В дверях появилась медицинская сестра, и я бросилась к ней в поисках защиты:
— Я здорова, я все понимаю, уведите меня.
Но как часто душевнобольные настойчиво уверяют, что они здоровы… Очевидно, в глазах моих был уже отблеск мысли, потому что спустя несколько минут сестра повела меня в кабинет врача.
Я сидела, дрожа и всхлипывая, перед Ольгой Викторовной Вайс, которой позднее была обязана стойким выздоровлением.
— Успокойтесь, — ободряла она меня ласково. — Скажите, какое сегодня число? Подумайте, не торопитесь.
Я ответила.
— 7 сентября.
Это был день, когда для меня все померкло. А был уже конец октября.
Называя свою фамилию, я избегала буквы С и называла себя Ееребряковой. Вообще буква С на долгое время выпала из моего сознания. Я как бы хотела бежать от себя. Человеческая душа — бездна.
Меня перевели в отделение для выздоравливающих, где господствовали всеисцеляющая тишина, уют, исходящий от голубых стен и абажуров. Больные вышивали, вязали, рисовали причудливые и сложные орнаменты давая выход все еще нездоровому воображению в труде и творчестве.
Лечение сном и сердечная забота врачей и сестер принесли мне выздоровление. Однако я долго еще жила в странном, неясном мире больных мыслей, часто мистически, и стремилась к полному одиночеству.
1936 год кончился. Я была на Канатчиковой даче, как называли московские старожилы больницу имени Кашенко.
В Испании шла кровопролитная, жестокая гражданская война. Советские люди бесстрашно осваивали Северный полюс. На льдине вели научные исследования папанинцы. Наши самолеты прокладывали новые трассы, удивляя человечество небывалыми ранее беспосадочными перелетами. Русский балет первенствовал в мире, и Марину Семенову осыпали цветами и аплодисментами.
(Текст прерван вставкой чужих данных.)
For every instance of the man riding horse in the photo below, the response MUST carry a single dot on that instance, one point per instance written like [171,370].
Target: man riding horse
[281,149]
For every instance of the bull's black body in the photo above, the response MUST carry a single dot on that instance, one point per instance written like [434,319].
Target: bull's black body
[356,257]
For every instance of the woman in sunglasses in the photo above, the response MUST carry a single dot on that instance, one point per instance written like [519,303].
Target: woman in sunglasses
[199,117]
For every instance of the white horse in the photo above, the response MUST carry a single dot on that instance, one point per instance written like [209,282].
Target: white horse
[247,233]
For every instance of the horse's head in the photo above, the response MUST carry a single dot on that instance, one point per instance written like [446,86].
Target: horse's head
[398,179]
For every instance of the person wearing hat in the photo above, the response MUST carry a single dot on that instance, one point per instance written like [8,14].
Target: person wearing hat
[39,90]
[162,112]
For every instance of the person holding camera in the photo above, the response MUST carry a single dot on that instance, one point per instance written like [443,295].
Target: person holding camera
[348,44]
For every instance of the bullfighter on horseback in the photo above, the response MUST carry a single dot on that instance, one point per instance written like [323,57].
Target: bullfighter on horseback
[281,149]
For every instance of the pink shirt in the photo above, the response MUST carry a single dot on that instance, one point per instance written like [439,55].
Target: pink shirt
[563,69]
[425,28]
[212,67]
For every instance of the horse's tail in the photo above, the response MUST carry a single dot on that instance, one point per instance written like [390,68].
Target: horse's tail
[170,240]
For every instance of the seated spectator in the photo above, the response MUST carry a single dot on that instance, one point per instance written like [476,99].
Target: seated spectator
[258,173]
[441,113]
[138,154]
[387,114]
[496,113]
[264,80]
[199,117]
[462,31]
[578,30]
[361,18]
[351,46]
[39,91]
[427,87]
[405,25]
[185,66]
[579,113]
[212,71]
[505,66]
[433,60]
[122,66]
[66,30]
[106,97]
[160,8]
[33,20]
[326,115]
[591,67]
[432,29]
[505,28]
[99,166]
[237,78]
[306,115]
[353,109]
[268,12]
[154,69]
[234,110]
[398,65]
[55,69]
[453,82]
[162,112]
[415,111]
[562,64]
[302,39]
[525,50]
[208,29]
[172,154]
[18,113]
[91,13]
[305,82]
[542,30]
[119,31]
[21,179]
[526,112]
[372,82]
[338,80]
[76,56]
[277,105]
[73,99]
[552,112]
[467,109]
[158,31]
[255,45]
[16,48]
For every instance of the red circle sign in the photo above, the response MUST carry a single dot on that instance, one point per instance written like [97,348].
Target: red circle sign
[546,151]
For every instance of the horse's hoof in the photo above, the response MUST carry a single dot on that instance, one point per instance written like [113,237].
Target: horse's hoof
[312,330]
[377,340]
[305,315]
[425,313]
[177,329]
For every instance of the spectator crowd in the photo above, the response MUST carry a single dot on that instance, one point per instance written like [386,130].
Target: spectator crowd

Жизнь неудержимо неслась вперед — увлекательная, насыщенная событиями. Возле моей больничной постели на столике лежали радионаушники, иногда, редко, я осмеливалась слушать, как бьется сердце мира, и горько плакала, уткнувшись в подушку. Так, верно, чувствует себя человек, потерпевший крушение, плывущий среди бурных волн на обреченной лодке, потерявший все, кроме рации, которая, однако, не принимает его слов, а только передает ему звуки далекой жизни.
Стоило мне задуматься над своим настоящим, над тем, почему отвержена и пью столь горькую чашу, в чем моя несуществующая вина, как безумие снова грозило потушить свет мышления, и я гнала от себя, из чувства самосохранения, вопрос, на который не было ответа.
Восьмое января, как всегда, началось с врачебного осмотра, лечебной ванны, трудотерапии. Женщины вязали, шили, плели корзинки, рисовали. После еды в большой казарменного вида столовой нас уводили в огороженный забором сад. Подле меня неотступно находилась одна из четырех специально приставленных медицинских сестер, которым было поручено не только следить за каждым моим шагом, но и записывать все, что от меня слышали. Даже когда приходили ко мне мать и Зоря, сестры не оставляли нас. Фактически я находилась под арестом.
Восьмого января, когда больных уложили спать, в палату вошла женщина-врач. Взглянув на нее, я сразу поняла, что меня ожидало.
— За мной? — только и сказала я.
После двух рецидивов безумия сознание вернулось ко мне, но никто не мог определить, окончательно ли я здорова. Делая мне укол морфия, врач шепнула:
— Они не осмелятся взять вас в тюрьму, ведь мы с таким трудом вылечили вас и вы так еще слабы. Может быть, вас допросят и тотчас же отпустят домой.
Я отрицательно покачала головой.
Четверо мужчин в белых халатах, из-под которых выглядывали Манжеты гимнастерок, галифе и сапоги, ждали меня в процедурной. Санитарка со слезами на глазах протянула мне принесенные со склада теплое пальто, платье и смену белья. Обуви, кроме тапочек, не оказалось.
— Неважно, — солгал один из тех, кто увозил меня. — Она будет находиться в больнице.
У двери стоял автомобиль. Меня привезли на Лубянку во внутреннюю тюрьму, но спустя несколько часов переправили поздно ночью в Бутырки.
Спуск в ад продолжался.
В Бутырках двое надзирателей сорвали с меня одежду и впихнули в камеру, погруженную в темноту.
Ощупав руками стены, я поняла, что они резиновые. Я лежала на полу, озябшая, тщетно ища способ согреться. Вскоре кожа на моем теле начала мучительно саднить и болеть. Воздуха не хватало. Трудно сказать, как долго я находилась в этом резиновом гробу. Каждый час казался бесконечным, как вечность. Внезапно отворилась дверь, и я оказалась в полосе яркого света. Носок коричневого начищенного сапога коснулся моей спины.